Cognitive dysfunction associated with COVID-19: Prognostic role of circulating biomarkers and microRNAs

COVID-19 is renowned as a multi-organ disease having subacute and long-term effects with a broad spectrum of clinical manifestations. The evolving scientific and clinical evidence demonstrates that the frequency of cognitive impairment after COVID-19 is high and it is crucial to explore more clinical research and implement proper diagnostic and treatment strategies. Several central nervous system complications have been reported as comorbidities of COVID-19. The changes in cognitive function associated with neurodegenerative diseases develop slowly over time and are only diagnosed at an already advanced stage of molecular pathology. Hence, understanding the common links between COVID-19 and neurodegenerative diseases will broaden our knowledge and help in strategizing prognostic and therapeutic approaches. The present review focuses on the diverse neurodegenerative changes associated with COVID-19 and will highlight the importance of major circulating biomarkers and microRNAs (miRNAs) associated with the disease progression and severity.
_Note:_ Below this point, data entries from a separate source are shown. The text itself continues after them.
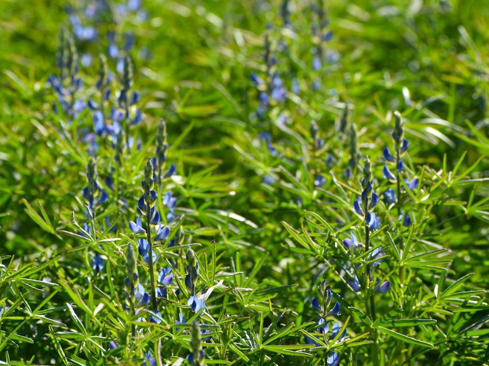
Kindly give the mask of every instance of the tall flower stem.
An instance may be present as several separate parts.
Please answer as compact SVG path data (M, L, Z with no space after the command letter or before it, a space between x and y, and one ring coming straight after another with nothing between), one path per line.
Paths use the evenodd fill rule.
M150 280L151 281L151 305L153 308L156 308L156 290L155 286L155 270L153 268L153 243L151 241L151 209L148 205L148 210L146 212L146 240L149 244L149 252L148 252L148 262L150 267Z
M370 215L369 213L369 200L372 199L373 190L373 180L372 175L372 168L370 165L370 161L368 156L365 157L365 165L363 168L364 178L362 181L362 185L364 188L364 191L362 193L362 198L364 205L364 211L365 212L365 252L367 253L370 249L370 228L369 222ZM375 292L371 291L371 283L372 283L371 266L370 263L367 263L367 286L366 293L367 297L368 298L367 301L366 301L365 308L368 309L370 313L370 317L372 318L372 322L375 322L377 319L377 315L375 310L375 300L374 298ZM372 356L374 363L374 366L379 366L379 360L378 355L378 340L377 330L372 328L371 330L372 341Z
M400 162L400 151L399 147L397 146L396 149L396 178L397 180L397 209L398 209L398 218L399 220L399 238L400 239L400 252L402 253L404 251L404 240L402 239L402 223L400 221L400 216L402 215L401 213L400 209L400 198L401 198L401 191L400 191L400 173L399 172L399 169L397 169L397 167L399 166L399 164ZM402 299L404 297L404 278L406 275L406 267L404 266L401 266L400 268L399 269L399 280L400 282L401 287L401 301L402 301ZM402 306L402 303L401 304Z

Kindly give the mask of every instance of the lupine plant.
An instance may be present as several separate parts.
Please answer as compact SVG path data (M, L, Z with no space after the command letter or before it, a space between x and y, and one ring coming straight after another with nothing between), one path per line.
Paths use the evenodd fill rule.
M487 365L487 8L0 2L0 364Z

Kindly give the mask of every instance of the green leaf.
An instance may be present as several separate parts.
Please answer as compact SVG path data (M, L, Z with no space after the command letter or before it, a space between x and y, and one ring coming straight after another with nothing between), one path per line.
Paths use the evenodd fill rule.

The literature analysis showed that major proteins associated with central nervous system function, such as Glial fibrillary acidic protein, neurofilament light chain, p-tau 181, Ubiquitin C-terminal hydrolase L1, S100 calcium-binding protein B, Neuron-specific enolase and various inflammatory cytokines, were significantly altered in COVID-19 patients. Furthermore, among various miRNAs that are having pivotal roles in various neurodegenerative diseases, miR-146a, miR-155, Let-7b, miR-31, miR-16 and miR-21 have shown significant dysregulation in COVID-19 patients. Thus the review consolidates the important findings from the numerous studies to unravel the underlying mechanism of neurological sequelae in COVID-19 and the possible association of circulatory biomarkers, which may serve as prognostic predictors and therapeutic targets in future research.